Despite clear evidence of increased risk of VTE in women with congenital thrombophilia, routine universal screening of pregnant women for these defects is not recommended. Screening pregnant women who have had VTE can be reasonable in order to offer antepartum and postpartum thromboprophylaxis if a thrombophilia is identified . Women with inherited thrombophilic defects may present with an increased risk of other pregnancy complications such as fetal loss, Intra Uterine Growth Retardation (IUGR), preeclampsia, or Hemolysis, Elevated Liver enzymes, Low Platelet count (HELLP) syndrome . Thrombophilia also seems to play a role in vascular disorders of the placenta and has shown a result of eightfold increase in preeclampsia, abruption, or IUGR in carriers of thrombophilia as compared with noncarriers.
Patients presenting with DVT or pulmonary embolism are often tested for the thrombophilic defects. Due to the existence of multiple tests for these disorders, there is a potential for confusion about which tests to order and when to order them. Indeed, Somma et al. found that a significant proportion of orders appeared not to be clinically indicated in their study of 200 consecutive thrombophilia panel orders at an academic medical center .
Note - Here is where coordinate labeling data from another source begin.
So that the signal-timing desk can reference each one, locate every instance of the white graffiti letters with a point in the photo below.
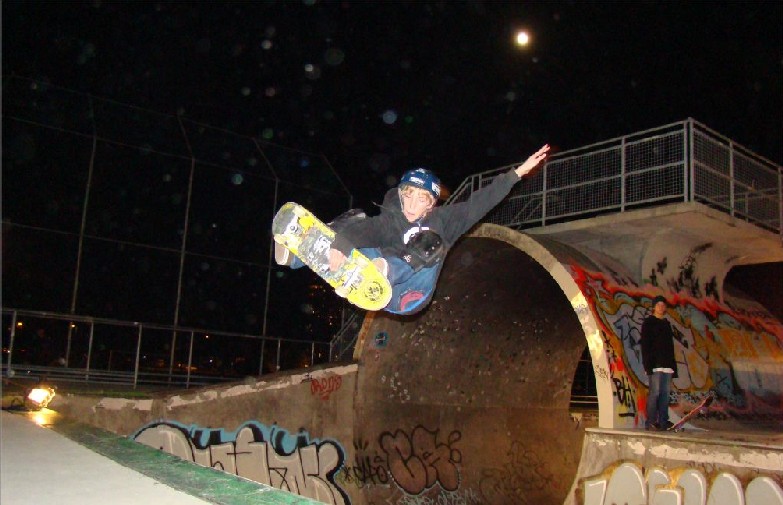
(303, 468)
(627, 484)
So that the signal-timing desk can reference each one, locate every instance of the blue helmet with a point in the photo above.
(422, 178)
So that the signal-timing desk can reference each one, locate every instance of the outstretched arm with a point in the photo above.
(532, 162)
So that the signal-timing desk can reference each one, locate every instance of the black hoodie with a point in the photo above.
(390, 230)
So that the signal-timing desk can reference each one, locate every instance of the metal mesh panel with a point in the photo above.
(571, 171)
(643, 169)
(655, 152)
(662, 183)
(709, 153)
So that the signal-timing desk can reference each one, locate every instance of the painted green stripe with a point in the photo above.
(206, 483)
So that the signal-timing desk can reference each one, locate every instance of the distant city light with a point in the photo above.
(522, 38)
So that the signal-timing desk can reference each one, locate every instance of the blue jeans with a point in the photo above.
(411, 291)
(658, 399)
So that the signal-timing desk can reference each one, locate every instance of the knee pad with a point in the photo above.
(424, 249)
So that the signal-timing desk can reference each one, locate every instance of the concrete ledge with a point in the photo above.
(209, 484)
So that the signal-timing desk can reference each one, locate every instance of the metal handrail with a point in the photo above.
(715, 170)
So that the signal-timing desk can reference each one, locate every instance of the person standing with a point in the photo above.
(658, 359)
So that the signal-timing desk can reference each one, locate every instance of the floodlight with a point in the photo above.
(40, 396)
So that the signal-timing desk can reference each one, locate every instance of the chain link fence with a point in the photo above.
(118, 219)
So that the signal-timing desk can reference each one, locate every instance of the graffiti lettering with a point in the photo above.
(627, 484)
(718, 346)
(418, 461)
(326, 386)
(263, 454)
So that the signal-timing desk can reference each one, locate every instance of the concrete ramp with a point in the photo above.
(472, 396)
(469, 401)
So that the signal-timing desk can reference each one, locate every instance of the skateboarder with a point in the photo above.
(658, 358)
(410, 237)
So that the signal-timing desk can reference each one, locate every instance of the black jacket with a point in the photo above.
(657, 345)
(390, 231)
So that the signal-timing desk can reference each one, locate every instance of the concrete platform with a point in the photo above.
(47, 459)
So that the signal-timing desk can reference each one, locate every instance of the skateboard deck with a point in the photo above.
(704, 403)
(358, 280)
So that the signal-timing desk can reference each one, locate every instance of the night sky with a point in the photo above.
(380, 87)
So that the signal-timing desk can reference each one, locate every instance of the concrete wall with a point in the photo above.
(468, 402)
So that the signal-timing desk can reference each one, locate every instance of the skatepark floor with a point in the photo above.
(47, 459)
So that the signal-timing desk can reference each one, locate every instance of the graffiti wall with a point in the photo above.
(629, 483)
(732, 348)
(266, 454)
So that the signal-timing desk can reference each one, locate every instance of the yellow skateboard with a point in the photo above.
(358, 280)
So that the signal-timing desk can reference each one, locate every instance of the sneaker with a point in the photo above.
(382, 265)
(282, 255)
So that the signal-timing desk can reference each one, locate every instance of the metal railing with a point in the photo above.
(94, 350)
(678, 162)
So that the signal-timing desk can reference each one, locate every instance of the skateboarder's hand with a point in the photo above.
(336, 259)
(532, 161)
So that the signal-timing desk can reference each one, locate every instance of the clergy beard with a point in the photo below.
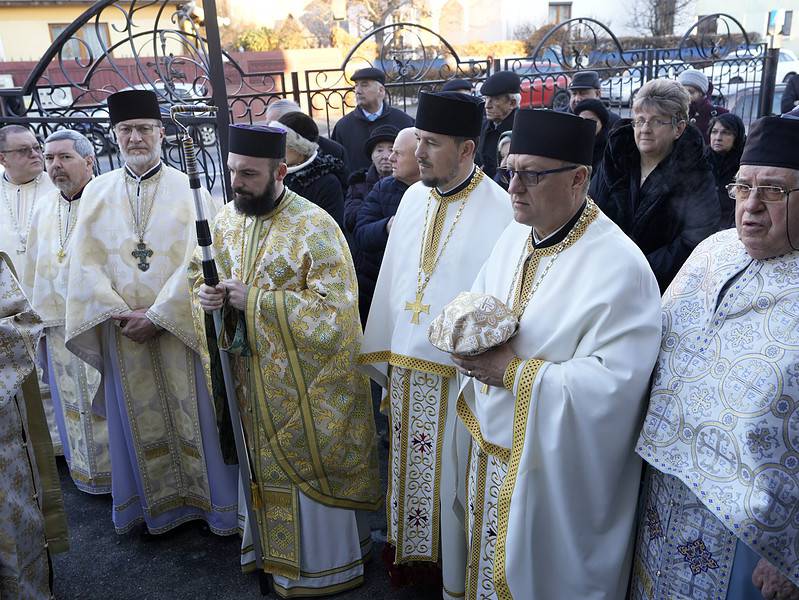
(438, 181)
(253, 205)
Venous thrombosis is a multicausal disease . Venous thrombosis is caused by the interplay of genetic and acquired risk factors. Thrombophilia screening can be recommended in patients with a history of recurrent VTE; a first VTE at an age of less than 50 years; a first unprovoked VTE at any age; a first VTE at an unusual site; a first VTE related to pregnancy and puerperium, oral contraceptives, or hormonal replacement therapy. In addition, it can be recommended in women with two or more pregnancy losses and in children with VTE or arterial thrombosis. Thrombophilia screening may also be indicated in asymptomatic adult family members of probands with known clotting inhibitor defect or factor V Leiden mutation; asymptomatic female family members belonging to thrombophilic families who are pregnant or are considering hormone therapies or pregnancy; selected women with unexplained severe eclampsia, IUGR, HELLP syndrome, abruptio placentae; and patients older than 50 years with a first unprovoked VTE. Screening general population for thrombophilia is not justified and so it is not recommended at this time.